Gdy obudziłam się następnego dnia nie miałam pojęcia, czy gwiazda mi się przyśniła, czy faktycznie ją widziałam, ale wpadłam na pomysł, jak sprawić, aby figurka zawsze była przy mnie. Nie wiedziałam jednak, czy jest to do końca możliwe. Chciałabym aby figurka była moim medalionem. Jaszczurka na pewno by na tym nie ucierpiała, wymyśliłam, że mogę przywiązać rzemyk do np. ogona jaszczurki i powiesić go sobie jako naszyjnik. W ten sposób na pewno bym jej nie zgubiła.

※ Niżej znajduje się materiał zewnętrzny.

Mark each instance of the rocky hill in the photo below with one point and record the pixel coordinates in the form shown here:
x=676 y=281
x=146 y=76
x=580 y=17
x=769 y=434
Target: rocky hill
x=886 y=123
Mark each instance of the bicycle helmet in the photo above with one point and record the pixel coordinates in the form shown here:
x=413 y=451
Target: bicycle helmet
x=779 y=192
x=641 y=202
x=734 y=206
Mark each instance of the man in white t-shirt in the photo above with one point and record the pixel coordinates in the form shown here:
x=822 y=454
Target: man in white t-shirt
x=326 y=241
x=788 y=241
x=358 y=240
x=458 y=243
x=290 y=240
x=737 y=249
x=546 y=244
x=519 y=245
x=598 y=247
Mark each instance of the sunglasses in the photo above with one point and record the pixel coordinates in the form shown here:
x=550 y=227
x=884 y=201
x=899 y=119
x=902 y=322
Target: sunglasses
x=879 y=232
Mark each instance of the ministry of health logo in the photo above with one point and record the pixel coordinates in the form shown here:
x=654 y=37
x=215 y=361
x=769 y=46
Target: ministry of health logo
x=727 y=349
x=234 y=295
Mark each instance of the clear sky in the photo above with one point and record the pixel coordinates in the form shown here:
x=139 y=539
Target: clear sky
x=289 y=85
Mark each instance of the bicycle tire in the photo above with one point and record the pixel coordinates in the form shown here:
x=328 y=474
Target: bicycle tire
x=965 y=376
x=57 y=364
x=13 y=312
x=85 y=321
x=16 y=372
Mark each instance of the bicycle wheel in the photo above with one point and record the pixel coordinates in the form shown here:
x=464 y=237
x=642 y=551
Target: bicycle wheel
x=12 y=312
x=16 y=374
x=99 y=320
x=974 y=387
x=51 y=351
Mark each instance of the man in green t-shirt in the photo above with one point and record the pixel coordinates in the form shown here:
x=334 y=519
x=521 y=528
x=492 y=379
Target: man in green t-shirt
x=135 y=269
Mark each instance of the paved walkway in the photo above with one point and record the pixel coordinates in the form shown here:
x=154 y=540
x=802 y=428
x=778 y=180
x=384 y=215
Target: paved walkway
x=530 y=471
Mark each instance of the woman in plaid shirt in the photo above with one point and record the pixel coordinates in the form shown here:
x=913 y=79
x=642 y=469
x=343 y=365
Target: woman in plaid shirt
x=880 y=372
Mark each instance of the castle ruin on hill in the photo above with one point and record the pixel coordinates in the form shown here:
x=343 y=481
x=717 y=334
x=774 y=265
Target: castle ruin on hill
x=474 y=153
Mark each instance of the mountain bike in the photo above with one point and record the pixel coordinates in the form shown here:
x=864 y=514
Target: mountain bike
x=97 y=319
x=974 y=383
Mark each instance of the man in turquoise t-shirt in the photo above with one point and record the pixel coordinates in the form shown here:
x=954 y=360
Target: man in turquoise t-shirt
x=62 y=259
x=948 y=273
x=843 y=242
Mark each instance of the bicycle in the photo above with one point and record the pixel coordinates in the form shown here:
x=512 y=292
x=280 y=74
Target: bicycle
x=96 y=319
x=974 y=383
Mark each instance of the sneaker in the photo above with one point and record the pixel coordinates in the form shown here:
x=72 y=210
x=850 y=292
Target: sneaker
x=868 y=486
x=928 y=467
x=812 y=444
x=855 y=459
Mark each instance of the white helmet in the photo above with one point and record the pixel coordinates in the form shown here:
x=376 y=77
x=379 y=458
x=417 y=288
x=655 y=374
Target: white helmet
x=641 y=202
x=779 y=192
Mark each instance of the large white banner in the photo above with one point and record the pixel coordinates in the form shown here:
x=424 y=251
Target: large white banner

Jeszcze przed obiadem Rose mnie przebadała i stwierdziła, że mogę już wrócić do siebie. Uradowana postanowiłam poszukać więcej informacji o medalionach. w tym celu oznajmiłam swój cel Kennemu, którego spotkałam na korytarzu. Basior zaprowadził mnie do biblioteki, gdzie pomógł mi znaleźć książki o tematyce, jaka mnie interesowała. Wypożyczyłam 15 książek i wróciłam do siebie. Położyłam się na parapecie, podrażniłam się z Księciuniem i zaczęłam czytać, mając pod łapką złotą jaszczurkę. Gdy byłam w połowie pierwszego rozdziału drzwi do pokoju się otworzyły, a zza nich usłyszałam głosy Eve i Allena
-Mówiłam Ci już przecież, że jest tutaj- powiedziała z lekka zirytowana wadera.
-Przecież jej tu nie ma, byłem tu dosłownie 5 minut temu i... O hej Nashi- powiedział Allen. granatowo-fioletowa wadera tylko przewróciła oczami i wyszła rzucając na odchodne:
-Ja zawsze mam rację!- cicho się zaśmiałam, patrząc na minę mojego przyjaciela, który ciągle wpatrywał się w miejsce, w którym stała wcześniej wadera. Zeskoczyłam z parapetu zrzucając przy tym dwie z książek, które poleciały w stronę basiora.
-Hej Allen, przepraszam za bałagan.
-Nie, nic nie szkodzi- miałam zamiar podnieść obie książki, jednak Allen ruchem łapy powstrzymał mnie przed tym
-"Medaliony i jak je zdobyć", "Zasady tworzenia medalionu" hmm... po co Ci te książki?- spytał
-Myślałam nad tym, czy mogłabym mieć prezent od Ciebie jako medalion. Co o tym myślisz?